Управляющий вежливо поклонился и, не поняв, переспросил:
— Чего-с, виноват?
Щетинин прошел, не ответив. В доме, видимо, знали про перемены, происходившие в Болгарии, потому что прислуга держала себя особенно почтительно и подобострастно… В столовой, где висел большой портрет его отца, умершего на маневрах, было накрыто к обеду. Около салфетки лежал небольшой узенький конверт. Щетинин узнал почерк Семиреченской.
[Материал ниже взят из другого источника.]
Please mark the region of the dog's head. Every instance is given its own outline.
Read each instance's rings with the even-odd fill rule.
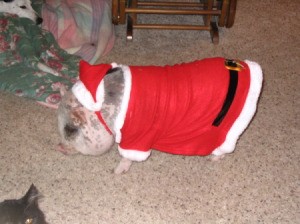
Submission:
[[[30,0],[0,0],[0,12],[16,14],[40,24],[43,19],[37,15]]]

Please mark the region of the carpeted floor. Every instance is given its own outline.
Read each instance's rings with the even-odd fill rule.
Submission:
[[[239,0],[231,29],[134,31],[117,26],[102,62],[164,65],[205,57],[251,59],[264,70],[258,112],[236,151],[220,162],[154,152],[129,173],[102,157],[64,156],[55,111],[0,93],[0,200],[34,183],[49,223],[300,223],[300,2]],[[191,18],[194,19],[194,18]]]

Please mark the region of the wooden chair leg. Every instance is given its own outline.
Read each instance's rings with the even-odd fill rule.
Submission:
[[[119,24],[119,0],[112,1],[112,23],[115,25]]]
[[[219,22],[218,22],[218,25],[220,27],[225,26],[227,12],[228,12],[228,8],[229,8],[229,2],[230,2],[230,0],[222,0],[221,15],[219,17]]]
[[[230,6],[226,21],[226,28],[231,28],[234,23],[237,0],[230,0]]]
[[[126,14],[125,14],[125,8],[126,8],[126,0],[119,0],[119,21],[120,24],[125,24],[126,21]]]

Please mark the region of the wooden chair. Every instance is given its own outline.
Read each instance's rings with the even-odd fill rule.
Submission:
[[[206,30],[212,42],[219,42],[219,27],[233,26],[237,0],[150,1],[112,0],[112,21],[115,25],[127,21],[127,39],[133,39],[133,29]],[[203,25],[141,24],[138,14],[202,15]],[[127,17],[127,18],[126,18]]]

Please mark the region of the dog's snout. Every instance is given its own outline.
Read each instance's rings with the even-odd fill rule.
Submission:
[[[37,25],[41,24],[42,22],[43,22],[43,18],[38,17],[38,18],[36,19],[36,24],[37,24]]]

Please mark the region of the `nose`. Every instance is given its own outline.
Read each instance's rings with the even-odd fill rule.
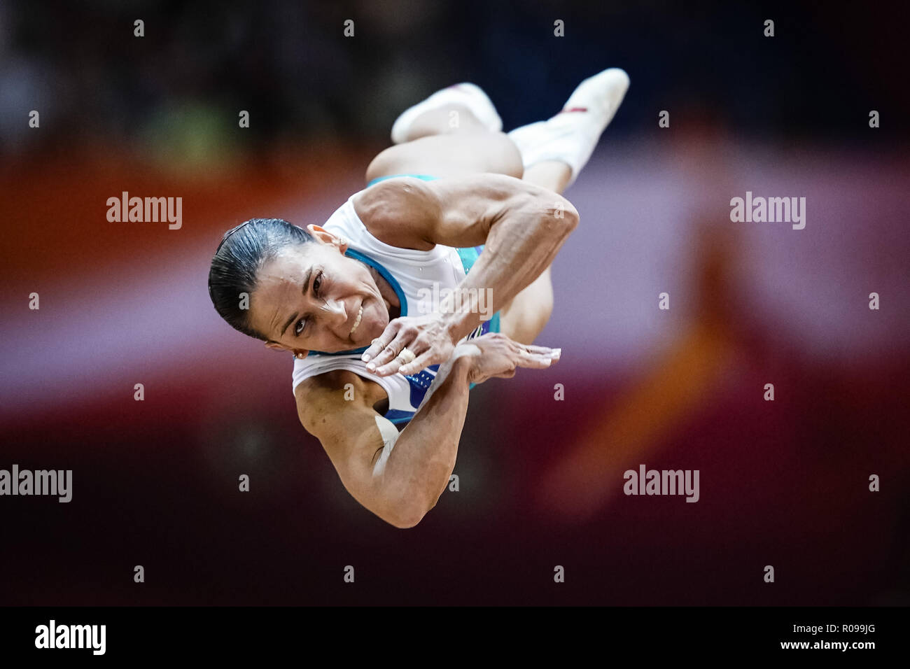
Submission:
[[[329,298],[323,306],[327,319],[335,325],[340,325],[348,320],[348,312],[345,309],[344,302],[340,299]]]

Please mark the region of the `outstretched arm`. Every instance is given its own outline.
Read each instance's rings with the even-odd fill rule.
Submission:
[[[454,344],[480,325],[483,311],[508,304],[550,266],[579,220],[561,195],[494,174],[391,179],[365,190],[354,207],[370,233],[387,244],[421,249],[486,245],[459,287],[458,302],[452,295],[436,314],[396,319],[367,350],[365,360],[382,376],[414,374],[448,360]],[[479,309],[467,299],[488,289],[491,308]],[[418,357],[400,365],[395,356],[405,346]]]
Он подошел к окну и прочел несколько строк, набросанных крупным размашистым почерком, каким пишут гении.
«Милый, милый. Сейчас вернулась домой устала адски думаю о тебе. Я счастлива. Н.
P. S. Завтра в одиннадцать, да?»
Офицер удивился, что и она уже узнала про Болгарию и самодовольно улыбнулся. Потом подумал: верно, в театре рассказали. Все же, поздравление казалось несколько преждевременным и неосторожным.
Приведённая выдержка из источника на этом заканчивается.